1.25 Heavy Ball momentum for quadratically upper bounded convex objective 

PEPit.examples.unconstrained_convex_minimization.wc_heavy_ball_momentum_qg_convex(L, n, wrapper='cvxpy', solver=None, verbose=1)[source]

Consider the convex minimization problem

\[f_\star \triangleq \min_x f(x),\]

where \(f\) is quadratically upper bounded (\(\text{QG}^+\) [2]), i.e. \(\forall x, f(x) - f_\star \leqslant \frac{L}{2} \|x-x_\star\|^2\), and convex.

This code computes a worst-case guarantee for the Heavy-ball (HB) method, aka Polyak momentum method. That is, it computes the smallest possible \(\tau(n, L)\) such that the guarantee

\[f(x_n) - f_\star \leqslant \tau(n, L) \|x_0 - x_\star\|^2\]

is valid, where \(x_n\) is the output of the Heavy-ball (HB) method, and where \(x_\star\) is the minimizer of \(f\). In short, for given values of \(n\) and \(L\), \(\tau(n, L)\) is computed as the worst-case value of \(f(x_n)-f_\star\) when \(\|x_0 - x_\star\|^2 \leqslant 1\).

Algorithm:

This method is described in [1]

\[x_{t+1} = x_t - \alpha_t \nabla f(x_t) + \beta_t (x_t-x_{t-1})\]

with

\[\alpha_t = \frac{1}{L} \frac{1}{t+2}\]

and

\[\beta_t = \frac{t}{t+2}\]

Theoretical guarantee:

The tight guarantee obtained in [2, Theorem 2.3] (lower) and [2, Theorem 2.4] (upper) is

\[f(x_n) - f_\star \leqslant \frac{L}{2}\frac{1}{n+1} \|x_0 - x_\star\|^2.\]
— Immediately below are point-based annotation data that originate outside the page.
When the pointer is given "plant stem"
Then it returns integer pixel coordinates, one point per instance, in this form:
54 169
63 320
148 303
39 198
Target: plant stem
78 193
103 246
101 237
References: This methods was first introduce in [1, section 3], and convergence tight bound was proven in [2, Theorem 2.3] (lower) and [2, Theorem 2.4] (upper).

[1] E. Ghadimi, H. R. Feyzmahdavian, M. Johansson (2015). Global convergence of the Heavy-ball method for convex optimization. European Control Conference (ECC).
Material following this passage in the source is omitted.